Not in binary, no. If you'll allow me to be fanciful, you could in "floating point binary coded decimal" (which, to the best of my knowledge, has never been implemented):
12.1 = 0000 . 0001 0010 0001 * (10^2)
In binary all non-zero values are of the form 1.xyz * m, and IEEE form takes advantage of this to omit the leading 1. I'm not sure what the equivalent is for FP-BCD, so I've gone for values of the form 0.xyz * m instead.
I suggest reading What Every Computer Scientist Should Know About Floating Point Arithmetic.
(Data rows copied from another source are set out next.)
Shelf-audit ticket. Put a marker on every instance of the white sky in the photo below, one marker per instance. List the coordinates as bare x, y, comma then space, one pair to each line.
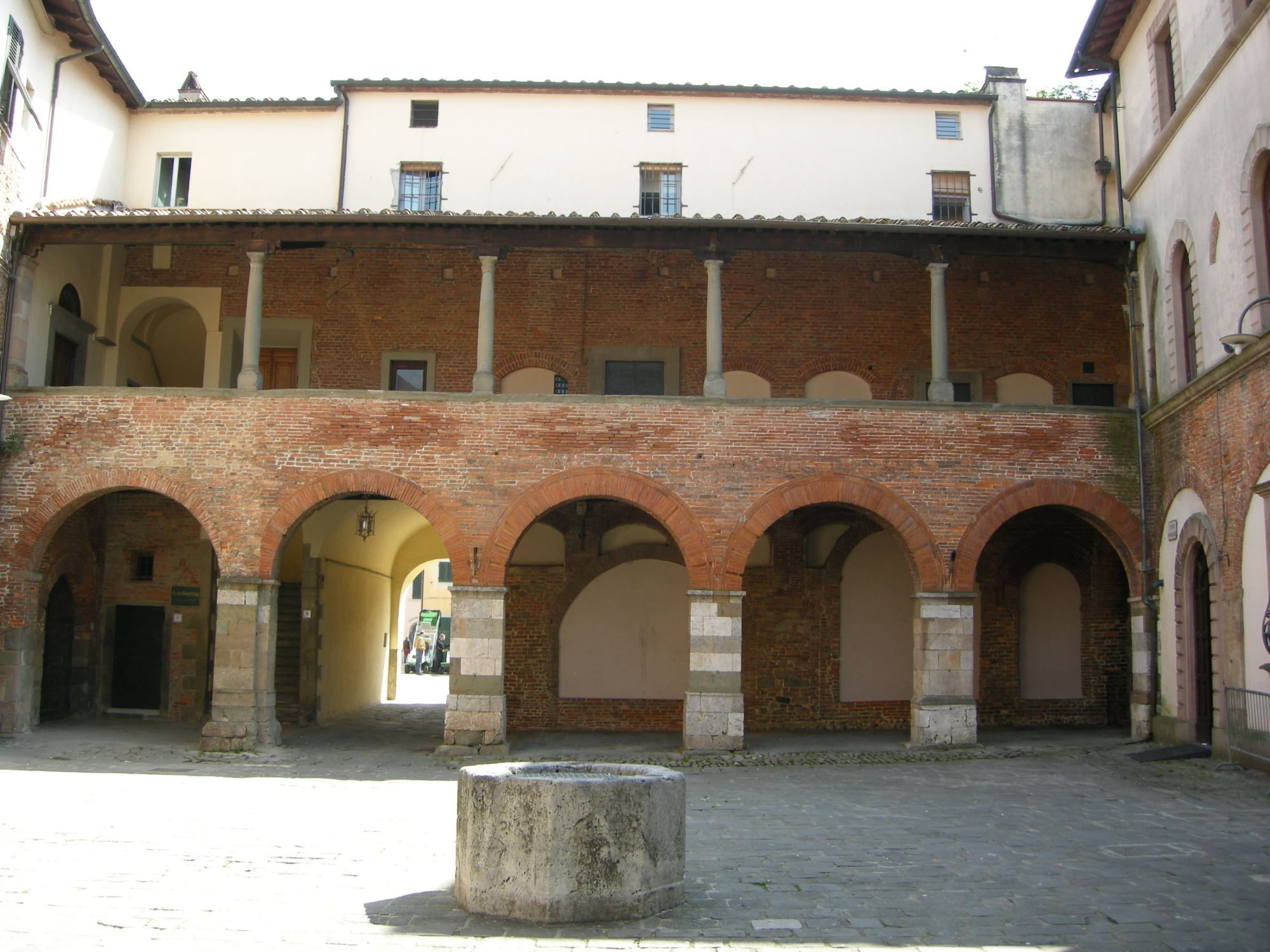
297, 48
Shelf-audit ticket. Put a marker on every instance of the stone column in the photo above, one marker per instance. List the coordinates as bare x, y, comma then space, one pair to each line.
23, 276
714, 709
944, 711
243, 699
250, 378
716, 385
483, 381
1141, 621
476, 708
942, 389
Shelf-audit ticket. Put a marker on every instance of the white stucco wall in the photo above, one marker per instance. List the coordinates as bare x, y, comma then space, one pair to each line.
578, 153
242, 159
1197, 177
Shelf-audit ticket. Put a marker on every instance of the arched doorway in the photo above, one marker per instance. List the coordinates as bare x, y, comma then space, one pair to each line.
55, 685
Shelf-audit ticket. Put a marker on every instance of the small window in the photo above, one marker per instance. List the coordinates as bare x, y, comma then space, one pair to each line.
636, 378
948, 125
408, 376
661, 119
420, 187
172, 187
143, 567
1094, 394
661, 188
424, 114
951, 196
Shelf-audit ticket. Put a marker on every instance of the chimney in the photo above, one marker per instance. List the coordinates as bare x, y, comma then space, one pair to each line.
191, 92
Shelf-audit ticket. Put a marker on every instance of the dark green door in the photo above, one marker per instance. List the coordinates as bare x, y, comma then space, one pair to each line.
138, 657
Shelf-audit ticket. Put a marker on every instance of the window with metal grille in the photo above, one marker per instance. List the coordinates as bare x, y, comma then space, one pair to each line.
172, 182
636, 378
948, 125
420, 187
10, 86
661, 188
951, 196
661, 119
425, 114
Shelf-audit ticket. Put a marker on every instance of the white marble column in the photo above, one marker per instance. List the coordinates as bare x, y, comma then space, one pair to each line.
942, 389
250, 378
716, 385
483, 381
21, 317
714, 709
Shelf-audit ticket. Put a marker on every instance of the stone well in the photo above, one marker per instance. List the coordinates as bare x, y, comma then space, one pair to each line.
570, 843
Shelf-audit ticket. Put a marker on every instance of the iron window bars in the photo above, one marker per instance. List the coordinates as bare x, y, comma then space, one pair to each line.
951, 196
661, 186
420, 187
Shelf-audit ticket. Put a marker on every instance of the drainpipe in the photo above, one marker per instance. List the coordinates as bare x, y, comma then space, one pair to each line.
53, 107
344, 150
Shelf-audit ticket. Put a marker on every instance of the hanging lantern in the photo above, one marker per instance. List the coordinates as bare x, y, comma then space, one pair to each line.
366, 522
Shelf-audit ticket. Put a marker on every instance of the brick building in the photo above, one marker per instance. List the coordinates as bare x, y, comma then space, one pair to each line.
708, 473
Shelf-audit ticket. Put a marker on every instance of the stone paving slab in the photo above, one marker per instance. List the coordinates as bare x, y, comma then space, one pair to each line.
125, 840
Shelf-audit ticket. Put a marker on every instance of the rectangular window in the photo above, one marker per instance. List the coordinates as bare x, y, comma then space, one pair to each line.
636, 378
420, 187
661, 119
1094, 394
661, 188
1166, 82
143, 567
951, 196
424, 114
948, 125
408, 376
172, 187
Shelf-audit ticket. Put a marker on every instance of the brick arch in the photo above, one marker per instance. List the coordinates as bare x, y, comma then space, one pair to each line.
873, 498
600, 483
41, 522
349, 483
1112, 517
520, 360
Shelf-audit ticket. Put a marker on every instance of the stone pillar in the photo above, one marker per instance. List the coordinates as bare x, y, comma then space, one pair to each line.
476, 708
944, 711
716, 385
243, 699
1141, 623
250, 378
23, 276
483, 381
714, 709
942, 389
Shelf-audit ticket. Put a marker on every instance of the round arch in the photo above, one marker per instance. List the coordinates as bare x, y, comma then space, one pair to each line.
350, 483
600, 483
876, 499
1112, 517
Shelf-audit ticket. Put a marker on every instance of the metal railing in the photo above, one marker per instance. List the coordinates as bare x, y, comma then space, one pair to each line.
1248, 723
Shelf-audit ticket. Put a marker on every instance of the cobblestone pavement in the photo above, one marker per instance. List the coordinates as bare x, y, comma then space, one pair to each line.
117, 836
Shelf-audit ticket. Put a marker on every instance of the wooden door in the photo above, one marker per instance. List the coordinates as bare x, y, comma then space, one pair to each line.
279, 367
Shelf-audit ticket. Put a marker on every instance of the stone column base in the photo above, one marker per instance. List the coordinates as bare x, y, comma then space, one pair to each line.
476, 724
714, 722
952, 722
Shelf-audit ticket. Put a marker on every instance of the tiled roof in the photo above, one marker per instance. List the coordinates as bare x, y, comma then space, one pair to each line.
125, 215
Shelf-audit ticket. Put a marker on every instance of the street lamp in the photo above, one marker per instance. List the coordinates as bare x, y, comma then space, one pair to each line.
1235, 343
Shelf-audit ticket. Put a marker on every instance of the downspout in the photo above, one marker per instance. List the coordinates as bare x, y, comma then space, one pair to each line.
344, 150
53, 109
Then you'll know for sure. :)
A way to see what the double is fairly exactly is to convert it to BigDecimal.
// prints 12.0999999999999996447286321199499070644378662109375
System.out.println(new BigDecimal(12.1));
Yes, you can exactly represent 12.1 in floating point.
You merely need a decimal floating point representation, not a binary one.
Use the BigDecimal type, and you'll represent it exactly!
No, the decimal number 12.1 cannot be represented as a finite (terminating) binary floating-point number.
Remember that 12.1 is the rational number 121/10. Note that this fraction is in lowest terms (cannot be reduced by removing common fators of the numerator an denominator).
Suppose (in order to reach a contradiction) that 121/10 could be written also as n / (2**k) where n and k are some positive integers, and 2**k denotes the kth power of two. We would have a counter-example to unique factorization. In particular
10 * n == 2**k * 121
where the left-hand side is divisible by 5 which the right-hand side is not.
One option that you can use is to not store v=0.1, but instead store v10=1. Just divide by 10 when needed ( the division will create truncation error in your result but v will still be OK )
In this case you're basically doing a fixed point hack, but keeping the number in a float.
But its usually not worth doing this unless you really have to.